Poison, un veneno de efecto prolongado

Poison celebra 25 años de carrera

A la fecha, Poison ha editado 13 álbumes y han vendido 40 millones de copias alrededor del mundo

Cuando en abril de 2010 Bret Michaels sufrió una intempestiva hemorragia cerebral, nadie en Poison estaba para festejos. El cantante tenía una misión más importante: luchar por su vida sin mayores pretensiones de recobrar la lucidez.

Con algunos días de diferencia, casualidades del destino, el músico argentino Gustavo Cerati sufrió un incidente relativamente similar (un infarto en el hemisferio cerebral izquierdo) y a la fecha no ha despertado; sigue en estado vegetativo con un pronóstico incierto, en el mejor de los casos.

Michaels corrió con suerte, quizá demasiada.

 

Festejan 25 años de carrera
A poco más de un año de su cita aplazada con la muerte, el veneno se ha dado el lujo de celebrar 25 años de carrera con el lanzamiento de una producción titulada Double Dose of Poison: Ultimate Hits y una gira con su alineación original, que incluso hizo escala en Monterrey, México, a principios de junio.

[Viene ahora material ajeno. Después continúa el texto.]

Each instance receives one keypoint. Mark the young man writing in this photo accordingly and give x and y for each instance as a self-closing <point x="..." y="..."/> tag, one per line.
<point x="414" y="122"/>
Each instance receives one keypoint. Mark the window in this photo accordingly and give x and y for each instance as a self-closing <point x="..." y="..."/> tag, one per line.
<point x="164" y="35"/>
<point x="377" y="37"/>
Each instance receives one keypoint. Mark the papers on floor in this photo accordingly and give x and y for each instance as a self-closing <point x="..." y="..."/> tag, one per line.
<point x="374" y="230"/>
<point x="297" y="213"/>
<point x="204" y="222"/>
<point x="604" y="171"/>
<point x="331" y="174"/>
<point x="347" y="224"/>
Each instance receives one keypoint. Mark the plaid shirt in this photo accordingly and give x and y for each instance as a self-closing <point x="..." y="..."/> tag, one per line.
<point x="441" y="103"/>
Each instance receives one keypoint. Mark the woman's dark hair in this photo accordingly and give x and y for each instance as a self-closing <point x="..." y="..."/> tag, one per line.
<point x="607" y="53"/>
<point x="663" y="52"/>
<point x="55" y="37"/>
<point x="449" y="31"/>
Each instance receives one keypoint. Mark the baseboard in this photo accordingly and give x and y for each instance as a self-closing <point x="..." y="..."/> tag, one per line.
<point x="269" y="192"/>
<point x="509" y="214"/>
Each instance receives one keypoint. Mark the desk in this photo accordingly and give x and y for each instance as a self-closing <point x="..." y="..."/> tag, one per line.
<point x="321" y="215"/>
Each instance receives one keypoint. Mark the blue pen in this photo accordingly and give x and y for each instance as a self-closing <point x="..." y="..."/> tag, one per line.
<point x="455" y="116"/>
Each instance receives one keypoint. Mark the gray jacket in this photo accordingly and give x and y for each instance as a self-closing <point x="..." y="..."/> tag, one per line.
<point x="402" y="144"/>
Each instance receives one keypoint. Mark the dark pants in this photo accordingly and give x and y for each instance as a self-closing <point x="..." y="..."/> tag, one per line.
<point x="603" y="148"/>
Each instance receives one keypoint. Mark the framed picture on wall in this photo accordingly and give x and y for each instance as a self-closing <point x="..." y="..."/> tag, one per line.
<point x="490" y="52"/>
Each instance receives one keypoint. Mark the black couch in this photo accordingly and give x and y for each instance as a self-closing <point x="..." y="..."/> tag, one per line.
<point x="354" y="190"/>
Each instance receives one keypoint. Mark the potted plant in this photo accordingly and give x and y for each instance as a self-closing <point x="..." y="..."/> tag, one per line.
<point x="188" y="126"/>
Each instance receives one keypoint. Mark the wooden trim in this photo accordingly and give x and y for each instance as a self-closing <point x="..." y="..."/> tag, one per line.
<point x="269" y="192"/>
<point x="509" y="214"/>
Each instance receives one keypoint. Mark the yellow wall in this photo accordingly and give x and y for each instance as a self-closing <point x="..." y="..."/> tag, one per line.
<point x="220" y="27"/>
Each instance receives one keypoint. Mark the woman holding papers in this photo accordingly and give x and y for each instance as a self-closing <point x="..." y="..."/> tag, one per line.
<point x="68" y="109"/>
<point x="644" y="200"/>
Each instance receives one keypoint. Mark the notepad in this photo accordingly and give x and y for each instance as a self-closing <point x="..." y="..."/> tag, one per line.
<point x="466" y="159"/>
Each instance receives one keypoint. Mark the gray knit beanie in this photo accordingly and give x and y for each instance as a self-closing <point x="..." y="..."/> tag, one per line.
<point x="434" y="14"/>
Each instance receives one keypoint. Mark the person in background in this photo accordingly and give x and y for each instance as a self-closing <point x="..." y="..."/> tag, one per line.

Pero regresemos un poco la cinta. La historia de la banda se remonta a mediados de los 80, cuando la escena musical era dominada por grupos como Ratt, Mötley Crue, Twisted Sister y, en una versión menos estridente pero más atractiva para la radio y las jovencitas -que comenzaron a llenar las arenas y a comprar discos en cantidades industriales- Bon Jovi, Europe y White Lion.

Era la época del glam: maquillaje, pantalones untados a la piel, cabelleras alborotadas estratégicamente e infaltables gafas oscuras acompañado de una dosis al gusto de metal o hard rock, como también se le conoció a este género, que saturó las frecuencias hertzianas hasta que fue destronado por el grounge a principios de los 90.

Poison se encontraba en su elemento, un caldo de cultivo propicio para que irrumpieran en la escena Bret Michaels, C.C. De Ville (guitarra), Bobby Dall (bajo) y Rikki Rockett (bateria), quienes con su álbum debut Look What the Cat Dragged de 1986 se convirtieron en un fenómeno de alcances internacionales. A la postre, el disco vendió 4.3 millones de copias, una cifra nada despreciable, incluso hoy en día para personajes como Justin Bieber y Lady Gaga.

Sin embargo, nunca se ganaron el respeto de lo críticos (ni siquiera cuando decidieron guardaron los cosméticos y el peróxido), que los veían como cuatro afeminados estrafalarios, lo cual no les quitaba el sueño y menos al convertirse de la noche a la mañana en multimillonarios.

Su siguiente producción Open Up and Say… Ahh! (Ábrete y di… Ahh!) vendió más de 11 millones de copias y les mereció el título de Mejor Banda del Año en 1988 por la cadena MTV. Como bien reza una de las canciones incluidas en ese álbum, Nothin’ but a good time, eran buenos tiempos, de juventud, mujeres, drogas y excesos, muchos excesos.

Los siguientes trabajos de Poison tuvieron mayor o menor fortuna, a excepción de Flesh & Blodd, su tercer disco, que aprovechó la inercia de sus predecesores para vender siete millones de copias a nivel mundial. Pero los buenos tiempos iban quedando atrás. Tanto que se vieron obligados a despedir a C.C. De Ville, inmerso en el mundo de las drogas, y a partir de allí se sucedieron una lista de guitarristas que no hicieron huesos viejos en la banda como Ritchie Kotzen y Blues Saraceno, de virtuosismo innegable, pero a quien los fans nunca les entregaron su cariño.

De su año debut a la fecha ha corrido mucho agua bajo el puente, 13 álbumes y 40 millones de copias vendidas alrededor del mundo, según sus biógrafos. Con suerte, tendrás algún amigo que conserve una de ellas en acetato o en cassette, aunque te parezcan piezas de museo.

Ahora lanzan Double Dose of Poison: Ultimate Hits, un buen pretexto para la nostalgia o para conocer a una agrupación típicamente ochentera que, como Bret Michaels, intenta robarle tiempo al tiempo y sobrevivir en una época que ya no es la suya. Son 35 dosis (tracks) de sutil veneno que puedes administrar como mejor lo quieras. Pero cuidado, es un material altamente tóxico con efectos secundarios a largo plazo. La decisión es tuya.